In the sixth volume of the “Almanach des Gourmands,” published in 1808, it is stated that this famous restaurant was in that year frequented by Russian princes, German barons, and the élite of diplomatic society, who then ordered dinners at ten, fifteen, and eighteen francs per head, without wine. The cook at this period was said to be one of the best in Paris, and the reputation of the house continued till 1840, and even later. You were always sure to find the finest and freshest fish at the Rocher de Cancale; and the poultry, and meats, and game were also of the choicest. But the year 1848, which upset the Orleans dynasty, ruined this famous establishment, and it is now only numbered as a thing of the past.
I remember dining there with a party of six persons in the year 1828, the bill for our dinner amounted to 450 francs, or 75 francs per head, including wine. The dinner principally consisted of divers kinds of fish and game. From this dinner, composed of a bisque or French soup, with fillets of turbot and various entrées of fish and game, every one of the party rose hungry. On this occasion some Chateau Margaux was ordered, said to be in bottle from 1789, a period of thirty-nine years, for which a charge of fourteen francs per bottle was made. But this would now be considered a bagatelle, as at several of the restaurants in Paris there is Chateau Margaux charged at twenty and twenty-five francs per bottle, not a quarter so old as the wine of which I speak.

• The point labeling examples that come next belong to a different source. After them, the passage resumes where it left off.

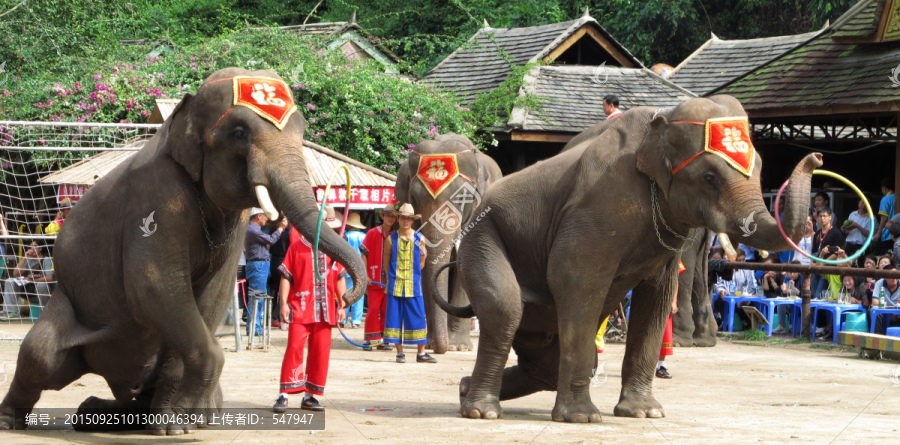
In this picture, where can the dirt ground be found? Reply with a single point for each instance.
(733, 393)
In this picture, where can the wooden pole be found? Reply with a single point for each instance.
(818, 269)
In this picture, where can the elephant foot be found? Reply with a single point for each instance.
(639, 407)
(8, 420)
(476, 409)
(705, 341)
(575, 412)
(482, 409)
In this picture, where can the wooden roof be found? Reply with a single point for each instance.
(718, 62)
(485, 61)
(572, 96)
(827, 75)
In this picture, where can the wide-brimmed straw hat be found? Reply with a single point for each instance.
(331, 218)
(354, 221)
(407, 211)
(388, 209)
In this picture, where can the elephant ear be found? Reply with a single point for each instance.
(181, 140)
(654, 157)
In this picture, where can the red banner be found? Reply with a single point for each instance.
(360, 197)
(72, 191)
(436, 171)
(268, 97)
(729, 137)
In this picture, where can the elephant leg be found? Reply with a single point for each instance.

The most expensive part of the 1828 dinner was the fish, and not the wine. M. Ferdinand Fayot, in his “Treatise de la Table particulière de M. Talleyrand,” relates the following anecdote of an abbé who was wont to frequent the Rocher de Cancale for its fish:—
“A certain abbé, who was uncommonly fond of fish, often visited the Rocher de Cancale. Upon one occasion, having dined copiously of salmon, a heavy indigestion was the consequence. Three days afterwards, whilst saying mass, the idea of the fish came across his mind, and, instead of saying the mea culpa of the Confiteor, he was heard to repeat, in striking his breast, ‘Ah, le bon saumon! ah, le bon saumon!’”
CHAPTER IX.
THE ROAST.
The definition given of the word roast in the “Dictionnaire des termes du vieux François,”[15] is a very curious one. Here it is:—“Rost et raust du rosty. Ce mot vient de rusticus parceque le feu noirci, et brule la viande comme le soleil qui hâle le visage des paysans.” Anything more futile, trivial, and far-fetched than this it were impossible to conceive; yet a person daily accustomed to lexicographic studies will simply smile at meanings so forced and strained—meanings very common, however, with dictionary makers and lexicographers.